By David Ferguson/Raw Story
Sen. Bernie Sanders (I-VT) blasted the U.S. Supreme Court’s decision on Wednesday to abolish overall federal campaign spending limits, meaning that wealthy individuals now have carte blanche to spend as much as they like to affect the outcomes of federal elections.
“Freedom of speech, in my view, does not mean the freedom to buy the United States government,” said Sanders in a statement.
Wednesday’s 5-to-4 Court vote struck down limits on total amounts that individual donors can contribute to parties, candidates and political action committees within a two-year federal election cycle.
Sanders warned that this will give billionaires like brothers Charles and David Koch unfettered access to the airwaves for campaign ad buys and to candidates themselves.
“What world are the five conservative Supreme Court justices living in?” Sanders said. “To equate the ability of billionaires to buy elections with ‘freedom of speech’ is totally absurd. The Supreme Court is paving the way toward an oligarchic form of society in which a handful of billionaires like the Koch brothers and Sheldon Adelson will control our political process.”
Wednesday’s ruling, he said, echoes the “disastrous” 2012 Citizens United verdict, which led to an unprecedented $7 billion in political spending for the 2012 election.
The current cap on spending per individual is a limit of $123,200 per cycle. That includes a separate $48,600 on individual donations to particular candidates.
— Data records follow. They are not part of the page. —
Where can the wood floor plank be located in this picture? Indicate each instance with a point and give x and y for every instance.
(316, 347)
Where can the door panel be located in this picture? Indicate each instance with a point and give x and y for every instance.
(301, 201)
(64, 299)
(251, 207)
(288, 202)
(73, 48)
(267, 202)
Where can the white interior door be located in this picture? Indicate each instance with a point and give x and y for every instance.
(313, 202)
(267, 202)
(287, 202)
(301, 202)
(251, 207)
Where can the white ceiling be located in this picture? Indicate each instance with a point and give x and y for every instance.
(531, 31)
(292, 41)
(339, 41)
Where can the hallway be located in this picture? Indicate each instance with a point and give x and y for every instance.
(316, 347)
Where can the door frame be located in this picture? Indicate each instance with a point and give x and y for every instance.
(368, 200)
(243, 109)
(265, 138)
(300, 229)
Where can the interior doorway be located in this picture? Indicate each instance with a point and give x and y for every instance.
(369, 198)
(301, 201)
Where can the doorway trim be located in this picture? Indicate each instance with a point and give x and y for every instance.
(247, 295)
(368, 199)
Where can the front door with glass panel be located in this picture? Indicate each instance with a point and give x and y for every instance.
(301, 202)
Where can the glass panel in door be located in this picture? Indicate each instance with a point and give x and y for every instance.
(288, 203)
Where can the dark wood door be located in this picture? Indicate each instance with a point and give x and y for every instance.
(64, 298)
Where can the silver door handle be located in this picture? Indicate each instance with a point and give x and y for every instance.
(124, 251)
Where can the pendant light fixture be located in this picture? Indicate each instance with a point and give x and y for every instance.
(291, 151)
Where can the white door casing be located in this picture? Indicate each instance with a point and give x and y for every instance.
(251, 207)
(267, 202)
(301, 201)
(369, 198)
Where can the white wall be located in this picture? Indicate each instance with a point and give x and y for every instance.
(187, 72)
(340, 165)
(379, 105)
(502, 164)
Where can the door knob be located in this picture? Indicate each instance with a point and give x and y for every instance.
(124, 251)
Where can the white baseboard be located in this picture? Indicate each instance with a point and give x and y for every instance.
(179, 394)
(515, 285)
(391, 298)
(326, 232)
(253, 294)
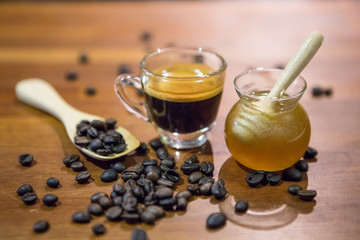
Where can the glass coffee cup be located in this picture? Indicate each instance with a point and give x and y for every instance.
(182, 89)
(267, 140)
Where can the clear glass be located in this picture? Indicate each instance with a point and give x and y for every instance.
(182, 89)
(267, 134)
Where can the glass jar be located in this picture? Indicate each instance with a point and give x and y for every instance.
(262, 133)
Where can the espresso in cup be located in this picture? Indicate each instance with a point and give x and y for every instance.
(182, 94)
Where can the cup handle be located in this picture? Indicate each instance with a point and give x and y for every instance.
(135, 107)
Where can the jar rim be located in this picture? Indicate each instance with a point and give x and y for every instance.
(258, 70)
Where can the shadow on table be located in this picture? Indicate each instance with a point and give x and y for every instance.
(270, 207)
To remove these spending limits, Supreme Court Justice Stephen Breyer wrote in the dissenting opinion on Wednesday, “eviscerates our nation’s campaign finance laws.”
Sanders has proposed an amendment to the U.S. Constitution that would overturn Citizens Unitedand make the type of pay-for-play Congressional culture it engenders a thing of the past. His website said that the Senator hopes to assure Americans that “the right to vote and the ability to make campaign contributions and expenditures belong only to real people.”